BUREAUCRATIC PATHOLOGIES AND EXECUTIVE DEFIANCE IN COASTAL MINING CONCESSIONS: A POLITICAL AND CRIMINAL LAW PERSPECTIVE
DOI:
https://doi.org/10.33701/jppdp.v19i1.6389Keywords:
Keywords: Bureaucratic Pathologies; Executive Defiance; Licensing Centralization; Political Dynamics; Criminal Liability.Abstract
The centralization of electronic mining licensing in Indonesia has given rise to bureaucratic pathologies in the form of sectoral egos that undermine local autonomy and threaten the sustainability of coastal ecosystems. This study aims to deconstruct legal anomalies and political dynamics in governance regarding the issuance of mining operation permits on small islands, analyze the impasse in litigation practices, and formulate a framework for resolving the dysfunction in the execution of administrative court rulings (PTUN).

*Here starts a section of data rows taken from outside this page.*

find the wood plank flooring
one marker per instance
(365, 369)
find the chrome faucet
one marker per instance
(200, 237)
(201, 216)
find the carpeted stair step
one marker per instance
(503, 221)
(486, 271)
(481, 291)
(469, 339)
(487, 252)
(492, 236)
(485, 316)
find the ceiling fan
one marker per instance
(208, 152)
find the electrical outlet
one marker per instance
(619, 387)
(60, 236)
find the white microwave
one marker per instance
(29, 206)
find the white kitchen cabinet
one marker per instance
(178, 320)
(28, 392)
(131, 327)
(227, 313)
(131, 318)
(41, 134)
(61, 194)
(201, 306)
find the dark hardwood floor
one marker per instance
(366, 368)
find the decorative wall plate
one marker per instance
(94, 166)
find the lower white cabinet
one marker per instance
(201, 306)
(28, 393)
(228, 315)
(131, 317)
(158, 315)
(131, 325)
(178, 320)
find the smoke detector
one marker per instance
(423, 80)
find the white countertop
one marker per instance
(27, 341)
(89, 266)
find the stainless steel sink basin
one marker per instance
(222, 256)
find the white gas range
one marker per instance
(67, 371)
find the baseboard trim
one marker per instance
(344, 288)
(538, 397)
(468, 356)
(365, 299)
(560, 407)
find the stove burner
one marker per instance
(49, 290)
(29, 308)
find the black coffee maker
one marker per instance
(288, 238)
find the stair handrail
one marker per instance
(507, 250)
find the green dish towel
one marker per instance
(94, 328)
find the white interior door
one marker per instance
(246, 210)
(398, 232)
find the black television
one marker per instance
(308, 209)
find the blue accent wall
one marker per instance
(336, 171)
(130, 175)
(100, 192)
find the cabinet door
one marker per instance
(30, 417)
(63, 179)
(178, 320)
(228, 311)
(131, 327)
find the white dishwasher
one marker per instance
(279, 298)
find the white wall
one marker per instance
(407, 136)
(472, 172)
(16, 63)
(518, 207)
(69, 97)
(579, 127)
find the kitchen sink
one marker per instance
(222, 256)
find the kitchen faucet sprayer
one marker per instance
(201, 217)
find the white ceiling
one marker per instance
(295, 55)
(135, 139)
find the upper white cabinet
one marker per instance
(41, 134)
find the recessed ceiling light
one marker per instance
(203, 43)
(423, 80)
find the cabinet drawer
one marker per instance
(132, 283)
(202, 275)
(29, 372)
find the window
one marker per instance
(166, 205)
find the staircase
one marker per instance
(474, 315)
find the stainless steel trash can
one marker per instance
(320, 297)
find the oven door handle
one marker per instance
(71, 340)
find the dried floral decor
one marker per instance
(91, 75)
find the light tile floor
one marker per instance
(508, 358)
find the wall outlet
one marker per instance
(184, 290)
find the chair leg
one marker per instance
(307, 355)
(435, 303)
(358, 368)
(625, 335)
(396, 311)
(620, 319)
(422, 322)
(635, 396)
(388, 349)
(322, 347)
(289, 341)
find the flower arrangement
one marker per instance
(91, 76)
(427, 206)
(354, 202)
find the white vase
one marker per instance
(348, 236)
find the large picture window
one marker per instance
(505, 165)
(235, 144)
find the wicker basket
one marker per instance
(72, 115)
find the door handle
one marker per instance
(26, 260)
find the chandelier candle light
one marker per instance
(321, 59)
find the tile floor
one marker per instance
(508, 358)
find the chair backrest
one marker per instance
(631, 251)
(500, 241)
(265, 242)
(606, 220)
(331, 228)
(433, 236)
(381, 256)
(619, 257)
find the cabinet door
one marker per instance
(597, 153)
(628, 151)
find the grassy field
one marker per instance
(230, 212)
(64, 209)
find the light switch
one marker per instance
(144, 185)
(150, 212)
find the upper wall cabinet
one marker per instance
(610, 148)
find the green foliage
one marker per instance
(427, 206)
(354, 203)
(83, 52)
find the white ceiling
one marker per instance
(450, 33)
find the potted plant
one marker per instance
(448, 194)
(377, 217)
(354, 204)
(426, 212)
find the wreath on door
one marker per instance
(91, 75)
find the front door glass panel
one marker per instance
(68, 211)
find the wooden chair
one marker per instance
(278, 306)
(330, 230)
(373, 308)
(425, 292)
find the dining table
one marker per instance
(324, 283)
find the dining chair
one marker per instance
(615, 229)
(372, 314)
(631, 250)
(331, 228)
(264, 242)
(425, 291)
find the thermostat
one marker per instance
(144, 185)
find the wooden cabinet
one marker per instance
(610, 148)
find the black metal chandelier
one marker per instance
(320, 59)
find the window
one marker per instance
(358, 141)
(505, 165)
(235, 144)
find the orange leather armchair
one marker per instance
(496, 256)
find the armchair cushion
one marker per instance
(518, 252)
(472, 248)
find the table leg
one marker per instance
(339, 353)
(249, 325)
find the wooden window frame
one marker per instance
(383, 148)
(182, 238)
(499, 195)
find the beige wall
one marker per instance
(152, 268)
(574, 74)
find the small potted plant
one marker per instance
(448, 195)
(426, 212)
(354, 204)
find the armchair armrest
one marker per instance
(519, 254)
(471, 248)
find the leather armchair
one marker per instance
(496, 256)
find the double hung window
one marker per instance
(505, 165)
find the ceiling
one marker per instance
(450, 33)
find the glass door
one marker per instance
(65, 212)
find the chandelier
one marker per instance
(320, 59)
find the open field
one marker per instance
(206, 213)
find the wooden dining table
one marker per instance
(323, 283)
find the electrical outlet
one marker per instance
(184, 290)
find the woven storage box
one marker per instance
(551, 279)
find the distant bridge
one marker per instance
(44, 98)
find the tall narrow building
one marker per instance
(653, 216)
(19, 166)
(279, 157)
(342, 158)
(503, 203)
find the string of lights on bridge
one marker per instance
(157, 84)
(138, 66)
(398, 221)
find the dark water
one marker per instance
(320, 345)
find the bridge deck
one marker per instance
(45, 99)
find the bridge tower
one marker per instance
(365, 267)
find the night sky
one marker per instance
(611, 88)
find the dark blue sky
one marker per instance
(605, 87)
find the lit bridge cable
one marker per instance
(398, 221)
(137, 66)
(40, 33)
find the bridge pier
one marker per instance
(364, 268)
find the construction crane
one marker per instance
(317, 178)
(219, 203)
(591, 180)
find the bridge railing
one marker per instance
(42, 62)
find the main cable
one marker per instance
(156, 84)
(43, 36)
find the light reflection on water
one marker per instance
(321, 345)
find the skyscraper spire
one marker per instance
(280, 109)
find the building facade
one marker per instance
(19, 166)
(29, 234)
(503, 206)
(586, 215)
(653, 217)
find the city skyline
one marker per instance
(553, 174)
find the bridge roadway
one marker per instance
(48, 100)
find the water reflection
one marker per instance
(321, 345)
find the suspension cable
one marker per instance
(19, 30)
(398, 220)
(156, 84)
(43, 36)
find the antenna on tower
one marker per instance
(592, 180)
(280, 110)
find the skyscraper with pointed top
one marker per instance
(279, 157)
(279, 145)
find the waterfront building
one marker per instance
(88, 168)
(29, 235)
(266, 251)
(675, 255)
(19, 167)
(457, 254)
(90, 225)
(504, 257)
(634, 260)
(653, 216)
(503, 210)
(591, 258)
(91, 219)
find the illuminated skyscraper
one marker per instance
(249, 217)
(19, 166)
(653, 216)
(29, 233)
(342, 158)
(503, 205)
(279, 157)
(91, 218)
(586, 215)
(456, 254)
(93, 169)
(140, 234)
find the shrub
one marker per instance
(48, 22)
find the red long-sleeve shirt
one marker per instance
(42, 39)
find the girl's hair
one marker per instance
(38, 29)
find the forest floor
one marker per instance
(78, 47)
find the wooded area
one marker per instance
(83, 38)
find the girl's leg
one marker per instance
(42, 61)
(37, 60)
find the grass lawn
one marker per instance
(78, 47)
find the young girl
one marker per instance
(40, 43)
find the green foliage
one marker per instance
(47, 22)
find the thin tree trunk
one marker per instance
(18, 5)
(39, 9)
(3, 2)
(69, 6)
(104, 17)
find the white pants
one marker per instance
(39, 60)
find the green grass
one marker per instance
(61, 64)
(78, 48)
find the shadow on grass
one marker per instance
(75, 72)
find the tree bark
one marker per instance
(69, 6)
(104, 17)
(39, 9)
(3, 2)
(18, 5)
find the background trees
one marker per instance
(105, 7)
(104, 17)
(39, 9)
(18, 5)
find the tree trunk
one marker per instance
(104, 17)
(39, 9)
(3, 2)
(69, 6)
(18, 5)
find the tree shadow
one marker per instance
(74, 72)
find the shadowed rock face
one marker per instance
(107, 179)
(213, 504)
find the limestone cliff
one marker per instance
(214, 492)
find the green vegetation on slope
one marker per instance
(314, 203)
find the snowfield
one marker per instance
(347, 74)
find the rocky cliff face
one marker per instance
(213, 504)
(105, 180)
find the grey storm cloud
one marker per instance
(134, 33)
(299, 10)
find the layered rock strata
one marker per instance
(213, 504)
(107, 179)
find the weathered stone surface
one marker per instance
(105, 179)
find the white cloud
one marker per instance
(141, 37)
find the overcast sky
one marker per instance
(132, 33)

Through a normative legal research method employing legislative, conceptual, and case-based approaches to Supreme Court Decision No. 650 K/TUN/2022, this study identifies three structural flaws. First, the central government’s erroneous application of the lex specialis doctrine has prioritized the mining exploitation regime over imperative instruments for the protection of coastal ecosystems. Second, the absence of enforceable executive instruments within the PTUN procedural law triggers institutional defiance, where decisions to revoke permits become ineffective and merely create an illusion of environmental justice. Third, this systemic weakness is exploited by administrative officials through the manipulation of issuing new disputed objects (permit recycling) to circumvent the court’s ruling. As a solution, this paper recommends a paradigm shift from formal-procedural oversight toward outcome-based governance evaluation. This must be accompanied by the absolute blocking of an integrated geospatial data-based permitting system, as well as the imposition of dwangsom (compulsory fines) directly levied on the personal assets of state officials and the integration of criminal law enforcement against defiant bureaucrats to break the chain of administrative law circumvention.
Keywords: Bureaucratic Pathologies; Executive Defiance; Licensing Centralization; Political Dynamics; Criminal Liability.